As Donald Trump demonstrated in his first address to Congress, no matter how loathsome a ruler may be, he can bring an assembly of politicians to its feet and disarm some critics simply by invoking the quasi-secular faith—Americanism—and eulogizing the latest uniformed war-state employee to sacrifice his life for it. Trump has indeed shown he can fill the job expected of any president: supreme head of what Andrew Bacevich calls the Church of America the Redeemer.
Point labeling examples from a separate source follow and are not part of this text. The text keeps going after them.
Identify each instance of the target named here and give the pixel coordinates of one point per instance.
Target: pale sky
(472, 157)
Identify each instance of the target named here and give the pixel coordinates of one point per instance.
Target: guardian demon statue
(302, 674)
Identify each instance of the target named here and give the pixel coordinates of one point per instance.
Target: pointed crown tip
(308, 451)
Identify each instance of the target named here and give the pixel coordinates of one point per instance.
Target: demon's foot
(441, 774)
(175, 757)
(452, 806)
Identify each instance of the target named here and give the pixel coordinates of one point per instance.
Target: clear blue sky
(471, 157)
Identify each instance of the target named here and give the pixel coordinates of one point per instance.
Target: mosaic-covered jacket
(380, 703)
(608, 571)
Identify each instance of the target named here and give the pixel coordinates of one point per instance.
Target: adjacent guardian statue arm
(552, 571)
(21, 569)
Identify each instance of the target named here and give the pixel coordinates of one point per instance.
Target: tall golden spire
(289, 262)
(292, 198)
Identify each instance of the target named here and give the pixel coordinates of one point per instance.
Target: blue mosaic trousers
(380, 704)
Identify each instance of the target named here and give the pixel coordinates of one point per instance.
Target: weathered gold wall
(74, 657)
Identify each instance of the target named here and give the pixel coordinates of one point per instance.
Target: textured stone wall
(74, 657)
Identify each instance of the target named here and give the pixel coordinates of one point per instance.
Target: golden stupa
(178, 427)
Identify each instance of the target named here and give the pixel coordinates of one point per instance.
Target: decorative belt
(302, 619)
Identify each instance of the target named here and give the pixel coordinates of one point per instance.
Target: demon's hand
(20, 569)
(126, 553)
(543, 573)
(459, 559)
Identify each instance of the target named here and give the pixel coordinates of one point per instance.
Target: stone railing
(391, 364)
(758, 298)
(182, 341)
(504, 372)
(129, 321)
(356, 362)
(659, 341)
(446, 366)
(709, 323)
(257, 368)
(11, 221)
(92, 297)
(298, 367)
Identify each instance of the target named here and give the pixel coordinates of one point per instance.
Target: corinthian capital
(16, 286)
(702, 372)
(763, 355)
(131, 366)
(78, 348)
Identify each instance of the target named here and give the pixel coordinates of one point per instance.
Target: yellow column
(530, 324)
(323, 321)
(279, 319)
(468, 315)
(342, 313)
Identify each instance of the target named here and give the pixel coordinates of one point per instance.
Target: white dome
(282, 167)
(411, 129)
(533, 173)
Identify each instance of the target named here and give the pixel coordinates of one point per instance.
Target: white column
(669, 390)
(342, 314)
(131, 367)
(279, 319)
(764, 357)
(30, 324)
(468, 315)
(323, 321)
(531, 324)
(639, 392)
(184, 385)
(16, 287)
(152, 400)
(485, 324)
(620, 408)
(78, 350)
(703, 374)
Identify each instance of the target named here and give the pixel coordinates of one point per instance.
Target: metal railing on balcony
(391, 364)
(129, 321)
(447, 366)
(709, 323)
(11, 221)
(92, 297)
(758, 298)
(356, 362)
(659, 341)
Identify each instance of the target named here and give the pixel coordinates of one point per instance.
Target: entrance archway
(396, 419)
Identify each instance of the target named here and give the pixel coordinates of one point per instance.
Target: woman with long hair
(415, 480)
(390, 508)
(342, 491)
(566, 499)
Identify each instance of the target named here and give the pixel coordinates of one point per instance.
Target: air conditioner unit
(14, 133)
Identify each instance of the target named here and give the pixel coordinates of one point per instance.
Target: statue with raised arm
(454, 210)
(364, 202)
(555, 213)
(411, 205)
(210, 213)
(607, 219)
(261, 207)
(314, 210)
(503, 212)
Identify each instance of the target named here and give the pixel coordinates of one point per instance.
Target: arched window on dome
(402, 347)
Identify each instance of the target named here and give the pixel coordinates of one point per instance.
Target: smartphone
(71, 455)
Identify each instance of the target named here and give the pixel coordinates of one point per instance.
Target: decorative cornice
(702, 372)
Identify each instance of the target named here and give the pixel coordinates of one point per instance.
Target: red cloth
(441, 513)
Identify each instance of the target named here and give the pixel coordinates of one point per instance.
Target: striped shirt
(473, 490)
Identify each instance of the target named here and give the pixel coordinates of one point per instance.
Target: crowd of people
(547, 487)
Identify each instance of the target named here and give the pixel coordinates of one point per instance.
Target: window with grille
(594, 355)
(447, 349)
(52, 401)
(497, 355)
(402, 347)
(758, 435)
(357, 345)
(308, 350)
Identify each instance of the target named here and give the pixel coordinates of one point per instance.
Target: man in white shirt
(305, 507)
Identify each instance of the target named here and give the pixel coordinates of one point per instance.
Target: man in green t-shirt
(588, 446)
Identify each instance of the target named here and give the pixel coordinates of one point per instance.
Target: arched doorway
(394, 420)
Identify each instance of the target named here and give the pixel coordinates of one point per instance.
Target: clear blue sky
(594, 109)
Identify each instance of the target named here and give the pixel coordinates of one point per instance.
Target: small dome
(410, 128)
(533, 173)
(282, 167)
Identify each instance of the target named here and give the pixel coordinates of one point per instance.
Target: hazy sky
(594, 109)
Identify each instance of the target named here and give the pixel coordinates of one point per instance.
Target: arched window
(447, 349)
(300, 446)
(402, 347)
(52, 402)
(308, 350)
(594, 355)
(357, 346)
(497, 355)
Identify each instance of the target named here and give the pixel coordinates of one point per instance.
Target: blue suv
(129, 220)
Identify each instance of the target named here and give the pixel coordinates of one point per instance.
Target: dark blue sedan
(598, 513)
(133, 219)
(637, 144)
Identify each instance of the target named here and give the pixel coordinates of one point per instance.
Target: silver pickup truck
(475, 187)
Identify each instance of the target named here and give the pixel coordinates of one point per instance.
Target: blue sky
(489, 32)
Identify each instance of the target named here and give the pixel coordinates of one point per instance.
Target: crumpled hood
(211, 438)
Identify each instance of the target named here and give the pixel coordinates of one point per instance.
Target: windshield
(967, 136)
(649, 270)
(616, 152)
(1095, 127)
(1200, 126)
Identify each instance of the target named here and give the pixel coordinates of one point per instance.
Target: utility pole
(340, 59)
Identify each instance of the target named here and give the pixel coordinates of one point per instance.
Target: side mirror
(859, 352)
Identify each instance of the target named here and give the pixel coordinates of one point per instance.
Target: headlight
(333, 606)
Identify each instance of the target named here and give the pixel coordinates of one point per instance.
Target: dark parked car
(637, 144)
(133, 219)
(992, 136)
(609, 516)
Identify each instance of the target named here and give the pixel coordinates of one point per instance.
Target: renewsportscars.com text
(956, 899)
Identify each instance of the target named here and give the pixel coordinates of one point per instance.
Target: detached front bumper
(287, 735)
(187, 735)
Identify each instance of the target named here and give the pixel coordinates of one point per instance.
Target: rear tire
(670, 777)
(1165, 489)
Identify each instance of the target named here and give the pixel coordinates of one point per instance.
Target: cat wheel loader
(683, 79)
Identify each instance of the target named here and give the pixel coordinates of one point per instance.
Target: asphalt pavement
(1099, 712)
“We are blessed to be joined tonight by Carryn Owens, the widow of a U.S. Navy Special Operator Senior Chief William ‘Ryan’ Owens,” Trump said before Congress. “Ryan died as he lived: a warrior, and a hero—battling against terrorism and securing our nation…. Ryan’s legacy is etched into eternity. Thank you. For as the Bible teaches us, ‘There is no greater act of love than to lay down one’s life for one’s friends.’ Ryan laid down his life for his friends, for his country, and for our freedom. And we will never forget Ryan.”
But we are ever to abolish America’s bloody and costly permanent war state, writes Sheldon Richman, we will have to rethink the quasi-secular faith which holds that dying—and killing—for one’s country is the greatest honor and virtue to which one one can aspire. It is time we learned that killing and dying for an ideology—even so-called liberal democracy— is as bad as doing so for a religion, even so-called radical Islam.